In the low error regime, MAFFT can completely recover the data. The red curve in Fig. 2b shows the required sequencing depth for 100% recovery accuracy. In this regime, it increases approximately linearly as the error rate increases. At p = 8%, MAFFT only needs 70 reads. Since we only used the simple quaternary encoding and constraints, this means that MAFFT can achieve complete recovery with reasonably little copies and minimal loss in logical density. Therefore, MSA may be a crucial part of the optimal solution to a reliable, fast, and low-cost DNA storage application in the low error regime.
In the medium error regime, MAFFT can correct more than 90% of the errors with a modest sequencing depth (≤ 100). The various curves in Fig. 2b show that, at a given error rate, the needed sequencing depth to reach higher accuracy increases dramatically. For example, at error rate 13%, to improve the accuracy from 90 to 95%, the needed sequence only increases from 30 to 35. However, this number increases from 35 to 60 in order to improve the accuracy from 95 to 99%. Figure 2c shows the error correcting process of a sequence with 12% errors. We observe that a significant portion of errors are still synchronization errors even with increased sequencing depth. This suggests that increasing sequencing depth beyond 60 seems to have negligible effect on correcting the few remaining indels. At this point, gaining higher accuracy at the expense of sequencing depth and reading speed may not be an efficient strategy. Therefore, it would be a wise alternative to combine MSA with other means, such as markers, ECC, or constraints on encoding. We could let MSA correct the vast majority of errors under a feasible sequencing depth, and then let other methods handle the rest. For example, we could let MSA handle 99% and 95% of the errors at p = 12% and 14%, where the needed sequencing depth is about 50. As most of these errors are solved by MSA, the added redundancy will be significantly reduced and thus still achieve a relatively high logical density approaching 2 bits/nt.
Impact of clustering accuracy
The error correction capability of MAFFT is robust to imperfect clustering. In our simulation experiment, each cluster has 100 reads and we experiment with 0%, 20%, and 40% of these reads being noisy sequences, which correspond to cluster accuracy of 1, 0.8, and 0.6 in Fig. 3, respectively. Additionally, Fig. 3 shows the average recovery accuracy at 10%, 12%, and 14% error rates after repeating the experiment 500 times. Although the average recovery accuracy slightly decreased when we added noisy reads, they are all still greater than 0.95 even when the clustering accuracy is as low as 0.6. This may be explained by the post-alignment voting process’s ability to retain the conserved information and filter out most of the noises. That is, MSA could maximally utilize the reads’ information, even if they contain some noises.

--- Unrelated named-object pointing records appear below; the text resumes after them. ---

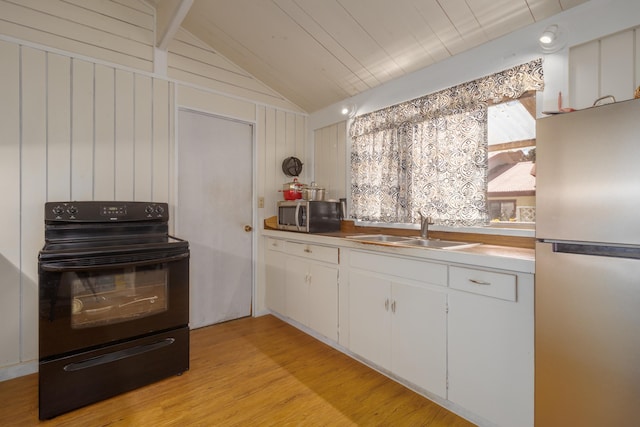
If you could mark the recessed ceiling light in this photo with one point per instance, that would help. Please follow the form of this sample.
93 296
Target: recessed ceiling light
348 110
552 39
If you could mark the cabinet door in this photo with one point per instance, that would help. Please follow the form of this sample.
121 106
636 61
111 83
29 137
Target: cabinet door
369 317
297 289
419 336
323 300
491 354
275 286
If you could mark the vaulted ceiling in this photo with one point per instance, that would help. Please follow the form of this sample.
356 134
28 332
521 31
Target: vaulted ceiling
319 52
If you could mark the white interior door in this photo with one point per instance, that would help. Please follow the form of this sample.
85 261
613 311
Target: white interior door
215 177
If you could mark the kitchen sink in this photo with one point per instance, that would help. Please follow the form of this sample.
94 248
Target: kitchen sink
380 238
435 243
409 241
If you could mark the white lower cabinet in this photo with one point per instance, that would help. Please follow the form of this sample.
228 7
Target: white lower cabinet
302 284
490 343
275 284
460 332
399 324
311 295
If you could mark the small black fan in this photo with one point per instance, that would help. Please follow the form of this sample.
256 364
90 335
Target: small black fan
292 166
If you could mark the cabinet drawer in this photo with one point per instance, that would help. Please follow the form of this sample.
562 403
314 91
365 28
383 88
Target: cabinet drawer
276 245
423 271
489 283
314 252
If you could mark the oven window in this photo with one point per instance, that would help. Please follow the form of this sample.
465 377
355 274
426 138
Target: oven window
117 295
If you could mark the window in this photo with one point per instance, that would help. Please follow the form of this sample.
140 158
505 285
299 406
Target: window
431 154
511 184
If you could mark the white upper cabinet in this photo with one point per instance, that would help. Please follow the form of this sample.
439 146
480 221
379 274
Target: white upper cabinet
603 67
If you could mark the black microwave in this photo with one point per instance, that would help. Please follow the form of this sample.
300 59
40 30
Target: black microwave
309 216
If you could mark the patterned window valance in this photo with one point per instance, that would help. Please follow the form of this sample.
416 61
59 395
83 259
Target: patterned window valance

Decoding performance on a real dataset
To test the ability of MAFFT on real data, we download a real dataset (https://github.com/microsoft/clustered-nanopore-reads-dataset) published by Microsoft group . It contains 10,000 DNA sequences of length 110 synthesized by Twist Bioscience and amplified using polymerase chain reaction. The final clustered file contains 269,709 noisy nanopore sequencing reads. In order to correct errors, they added some marker repeat (MR) codes in the original binary data and then translated them into DNA sequences according to a quaternary code (00-A, 01-T, 10-G, 11-C). It is estimated that the percentage of insertions, deletions, and substitutions are roughly about 1.7%, 2%, and 2.2%, respectively.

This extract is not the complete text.